# CompTIA A+ Certification is sooo easy



## Myrkskog

i didnt even study for it or anything just read a quick study guide/pre-test manual and passed both tests in less than an hour my god it was like a driving test it was so easy..


is A+ bogus? i'm beginning to think A+ is just something to steal peoples money cause that test costs me $300 but the test was so easy i could imagine a 50p-IQ drop-out passing it.


:|

well it does just certify that you have the knowledge a ENTRY leval PC Technician would have but i cant afford any real education so i guess it'll have to do.


Does anyone know what type of job this could help me get? i've heard suggestions like "best buy" "circuit city" "any cheap place that sells/installs hardware" 

Is there anything else? Because i've had a job fixing/building computers for like a year and a half making $10 an hour prior to it i dont think this A+ is gonna lead me anyplace better at all


----------



## Pseudocyber

Well, in defense of CompTIA's tests - they are very generic. A bunch of vendors got together and formed these tests so they go over most hardware and are very general.

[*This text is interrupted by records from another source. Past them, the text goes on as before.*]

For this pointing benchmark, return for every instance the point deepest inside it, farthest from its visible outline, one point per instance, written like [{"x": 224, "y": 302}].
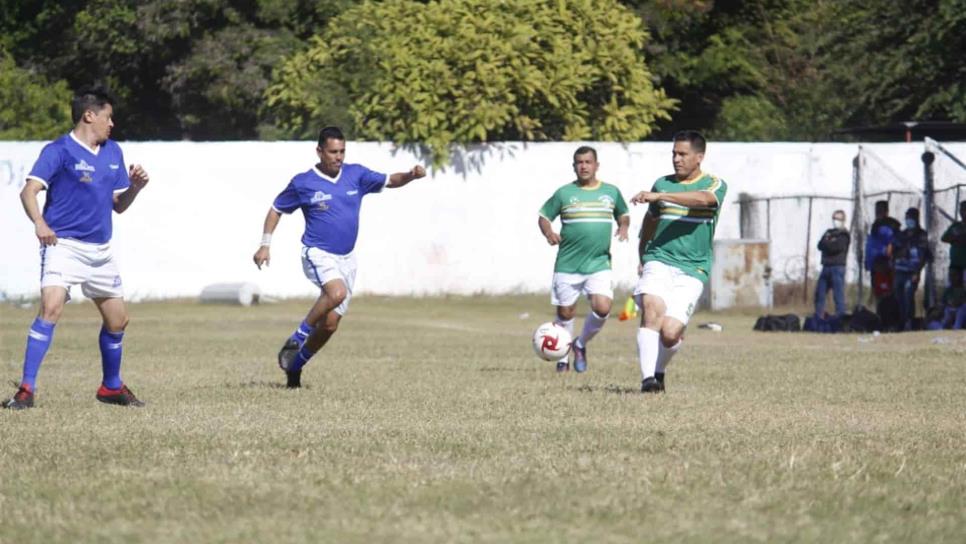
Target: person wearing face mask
[
  {"x": 834, "y": 246},
  {"x": 910, "y": 253}
]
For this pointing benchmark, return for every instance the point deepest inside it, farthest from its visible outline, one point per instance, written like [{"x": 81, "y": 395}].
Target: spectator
[
  {"x": 910, "y": 253},
  {"x": 834, "y": 246},
  {"x": 955, "y": 236},
  {"x": 878, "y": 248}
]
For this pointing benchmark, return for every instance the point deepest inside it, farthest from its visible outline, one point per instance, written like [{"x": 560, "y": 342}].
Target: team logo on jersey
[
  {"x": 86, "y": 170},
  {"x": 319, "y": 199}
]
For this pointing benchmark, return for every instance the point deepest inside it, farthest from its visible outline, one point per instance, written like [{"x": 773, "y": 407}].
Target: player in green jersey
[
  {"x": 587, "y": 208},
  {"x": 675, "y": 249}
]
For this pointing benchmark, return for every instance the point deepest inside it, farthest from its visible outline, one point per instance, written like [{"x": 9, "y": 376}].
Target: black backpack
[
  {"x": 865, "y": 320},
  {"x": 771, "y": 323}
]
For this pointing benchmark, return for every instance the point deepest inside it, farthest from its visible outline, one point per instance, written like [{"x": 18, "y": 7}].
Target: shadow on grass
[
  {"x": 609, "y": 388},
  {"x": 260, "y": 384}
]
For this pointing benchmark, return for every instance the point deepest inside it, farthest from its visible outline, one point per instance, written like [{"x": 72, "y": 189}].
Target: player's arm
[
  {"x": 28, "y": 197},
  {"x": 139, "y": 178},
  {"x": 690, "y": 199},
  {"x": 623, "y": 225},
  {"x": 402, "y": 178},
  {"x": 263, "y": 255},
  {"x": 547, "y": 230}
]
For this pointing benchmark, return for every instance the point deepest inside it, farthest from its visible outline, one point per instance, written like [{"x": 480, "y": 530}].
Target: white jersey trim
[
  {"x": 41, "y": 180},
  {"x": 85, "y": 146}
]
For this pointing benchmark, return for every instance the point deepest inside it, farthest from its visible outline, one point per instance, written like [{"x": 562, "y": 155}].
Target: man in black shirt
[{"x": 834, "y": 246}]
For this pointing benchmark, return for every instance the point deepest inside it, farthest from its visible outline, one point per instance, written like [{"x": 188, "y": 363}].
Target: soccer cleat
[
  {"x": 580, "y": 357},
  {"x": 120, "y": 397},
  {"x": 294, "y": 379},
  {"x": 21, "y": 400},
  {"x": 651, "y": 385},
  {"x": 287, "y": 354}
]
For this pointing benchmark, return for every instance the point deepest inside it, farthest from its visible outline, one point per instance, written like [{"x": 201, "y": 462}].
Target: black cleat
[
  {"x": 294, "y": 379},
  {"x": 287, "y": 354},
  {"x": 21, "y": 400},
  {"x": 651, "y": 385},
  {"x": 120, "y": 397}
]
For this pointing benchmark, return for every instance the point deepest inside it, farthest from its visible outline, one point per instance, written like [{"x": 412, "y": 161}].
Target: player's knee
[
  {"x": 566, "y": 313},
  {"x": 336, "y": 294}
]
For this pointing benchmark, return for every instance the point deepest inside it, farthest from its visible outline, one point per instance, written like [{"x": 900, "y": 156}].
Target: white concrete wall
[{"x": 467, "y": 229}]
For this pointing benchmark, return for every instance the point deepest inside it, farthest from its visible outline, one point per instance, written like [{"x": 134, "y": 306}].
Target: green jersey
[
  {"x": 684, "y": 235},
  {"x": 587, "y": 216}
]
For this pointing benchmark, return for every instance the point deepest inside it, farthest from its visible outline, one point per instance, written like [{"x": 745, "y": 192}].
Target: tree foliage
[
  {"x": 32, "y": 107},
  {"x": 458, "y": 71}
]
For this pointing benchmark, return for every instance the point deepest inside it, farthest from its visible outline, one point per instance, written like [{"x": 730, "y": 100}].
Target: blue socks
[
  {"x": 301, "y": 359},
  {"x": 302, "y": 332},
  {"x": 38, "y": 341},
  {"x": 110, "y": 343}
]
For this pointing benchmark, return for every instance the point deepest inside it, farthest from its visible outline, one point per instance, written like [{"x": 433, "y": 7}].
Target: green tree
[
  {"x": 457, "y": 71},
  {"x": 32, "y": 107}
]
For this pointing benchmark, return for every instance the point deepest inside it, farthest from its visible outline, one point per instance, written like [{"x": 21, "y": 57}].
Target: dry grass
[{"x": 431, "y": 420}]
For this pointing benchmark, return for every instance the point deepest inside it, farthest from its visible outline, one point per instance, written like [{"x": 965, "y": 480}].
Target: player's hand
[
  {"x": 262, "y": 256},
  {"x": 44, "y": 233},
  {"x": 139, "y": 178},
  {"x": 644, "y": 197},
  {"x": 621, "y": 233}
]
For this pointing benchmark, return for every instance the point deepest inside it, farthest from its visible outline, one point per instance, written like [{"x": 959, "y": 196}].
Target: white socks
[
  {"x": 648, "y": 346},
  {"x": 592, "y": 326},
  {"x": 664, "y": 355},
  {"x": 569, "y": 325}
]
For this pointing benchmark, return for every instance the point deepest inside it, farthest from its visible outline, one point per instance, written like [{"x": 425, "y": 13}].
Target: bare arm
[
  {"x": 28, "y": 197},
  {"x": 547, "y": 230},
  {"x": 648, "y": 228},
  {"x": 402, "y": 178},
  {"x": 691, "y": 199},
  {"x": 623, "y": 225},
  {"x": 139, "y": 178},
  {"x": 263, "y": 255}
]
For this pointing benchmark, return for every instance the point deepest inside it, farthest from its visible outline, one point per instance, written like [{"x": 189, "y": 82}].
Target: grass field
[{"x": 430, "y": 420}]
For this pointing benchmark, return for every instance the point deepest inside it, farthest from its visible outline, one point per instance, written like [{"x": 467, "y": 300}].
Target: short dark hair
[
  {"x": 693, "y": 137},
  {"x": 583, "y": 150},
  {"x": 330, "y": 133},
  {"x": 89, "y": 98}
]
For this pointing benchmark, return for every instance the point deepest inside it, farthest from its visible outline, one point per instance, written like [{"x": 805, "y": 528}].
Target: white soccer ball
[{"x": 551, "y": 342}]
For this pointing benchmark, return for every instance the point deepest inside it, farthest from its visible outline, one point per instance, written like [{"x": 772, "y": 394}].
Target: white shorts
[
  {"x": 321, "y": 267},
  {"x": 567, "y": 288},
  {"x": 71, "y": 262},
  {"x": 679, "y": 291}
]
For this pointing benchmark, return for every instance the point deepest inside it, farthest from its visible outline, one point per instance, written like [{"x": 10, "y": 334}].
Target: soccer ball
[{"x": 551, "y": 342}]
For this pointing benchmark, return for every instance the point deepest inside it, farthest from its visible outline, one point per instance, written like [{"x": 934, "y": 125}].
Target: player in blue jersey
[
  {"x": 330, "y": 196},
  {"x": 86, "y": 179}
]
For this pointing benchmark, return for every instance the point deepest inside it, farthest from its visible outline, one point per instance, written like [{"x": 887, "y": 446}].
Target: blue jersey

And yes, they are very basic and entry level. I think most IT pro's recognize them as such. If you were led to believe different you were misled.

I had some experience before I took them and thought they were easy too (took about 6 minutes to pass each). However, for people looking to get into the field, they are a good way to prove a minimum competency and get their foot in the door. 

Since you were asking for advice, my advice would be to pick up some more specialized hardware certification if you are looking to stay in the same line of business - hardware maintenance and repair. Maybe some HP/Compaq, IBM, Dell specific certs. On the other hand, if you want to move into IT, then some M$, Linux/xNix, Cisco, Other networking (Nortel, Foundry, Extreme). As it is right now, with this economy, the jobs you listed sound about right for A+


----------



## dhavalgada

Hi,
I am an engineering student interested in doing certifications i.e. CCNA & RHCE ,by myself without joining any training course.
Please tell me abt the foll :
1. Where do I get a good preparatory material for these 2 certifications?
2. Where do I get simulated tests (s/w) for the same ?
3. Location abt Prometric testing centres in Mumbai , India.

Thanx in advance.


----------



## adina001

In online, there are many stimulated software to support get computer certifications. I have passed in CompTIA A+ exam. I have referred CompTIA A+ Certification Video Training from the following site.
http://www.atiatraining.com
I have cleared CompTIA A+ exam in first attempt by using CompTIA A+ Certification Video Training.You can also refer that site for your CompTIA A+ exam.

Adina
CompTIA A+ Certification Video Training


----------



## Suncoast

You guys do realize you are replying to a 6 year old thread.....


----------



## Engineer Babar

hahahahahahahahaha... Suncoast ROCKZZZZ


----------